Hey there!
I’m trying to figure out which career direction would work best for me based on what I’m good at and where I want to go. Would really appreciate some guidance from this community.
My personality traits:
- Love talking to crowds and connecting with different people
- Get bored easily with the same daily routine - need constant change
- Often find myself coaching teammates and taking charge of projects
- Sometimes I think too much before making decisions
- Prefer having a clear roadmap of what’s ahead
- When something catches my interest, I dive really deep into learning about it
Areas I want to get better at:
- Presenting and speaking confidently in front of groups
- Convincing people and closing deals
- Problem-solving and analytical thinking
- Managing teams and inspiring others
What my ideal job would look like:
Something that changes regularly, involves big-picture thinking, and lets me keep growing while actually making a difference. I’m willing to put in the effort as long as I see progress and new challenges.
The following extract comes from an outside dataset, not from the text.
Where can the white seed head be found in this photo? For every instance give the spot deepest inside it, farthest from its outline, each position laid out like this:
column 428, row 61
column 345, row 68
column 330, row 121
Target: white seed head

Career paths I’m thinking about:
- Employee training and development programs
- Building partnerships and strategic client relationships
- Working as a business consultant
- Running seminars and educational workshops
- Helping organizations improve their culture and processes
- Eventually running my own consulting firm
Questions for you:
- What careers match my profile?
- Which industries are growing and will stay strong over the next decade?
- What training or credentials should I pursue to get started?
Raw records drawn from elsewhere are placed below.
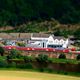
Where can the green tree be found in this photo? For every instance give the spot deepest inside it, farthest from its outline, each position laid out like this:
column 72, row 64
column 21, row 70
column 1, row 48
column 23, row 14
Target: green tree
column 2, row 51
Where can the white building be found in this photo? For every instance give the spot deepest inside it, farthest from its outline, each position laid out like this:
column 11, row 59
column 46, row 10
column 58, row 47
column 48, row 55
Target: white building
column 49, row 41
PS: Still undecided about my undergraduate major too.
Looking forward to hearing from anyone who’s worked in these areas!
you’re overthinking this. classic “jack of all trades” problem - you’re decent at everything but haven’t mastered anything yet.
reality check: consulting’s oversaturated. everyone with a few corporate years thinks they can do it. sales might be your move since you enjoy people and want to learn persuasion. the money’s there if you’re good at it.
skip the expensive MBA for now. find somewhere that’ll pay you to learn these skills. if it doesn’t work out? pivot in 2-3 years like everyone else.
You sound exactly like me five years ago! I bounced between the same ideas and landed in corporate L&D - best move I ever made. Want variety? One week I’m running leadership workshops, the next I’m facilitating culture changes across departments. I started as a project coordinator at a mid-size company. Worked with every team, learned the business, then moved into L&D naturally. Don’t stress about finding the “perfect” path. Your leadership instincts and people skills will create opportunities you can’t even see yet. Sometimes you just need to start somewhere and prove yourself - the rest follows.
Organizational development and change management sound perfect for you. You’re already a natural coach who craves variety - these fields let you help companies restructure, roll out new systems, and fix workplace issues. Healthcare, tech, and renewable energy are booming right now and constantly need consultants to handle rapid changes. I’d suggest getting an MBA focused on organizational behavior or pursuing PROSCI certification in change management. For undergrad, go with business admin, psychology, or communications - they’re solid foundations. Here’s a smart move: start in corporate training at a big company before going independent. You’ll build credibility while sharpening those presentation and persuasion skills you want to develop.
hr business partnering would be perfect for you. companies need people who can connect leadership with employees, especially now with remote work creating new challenges. you’d get variety - mergers, restructuring, conflict resolution - while directly shaping company culture. finance and tech companies are paying big for solid hr partners. start as an hr generalist and work up. grab a shrm cert too.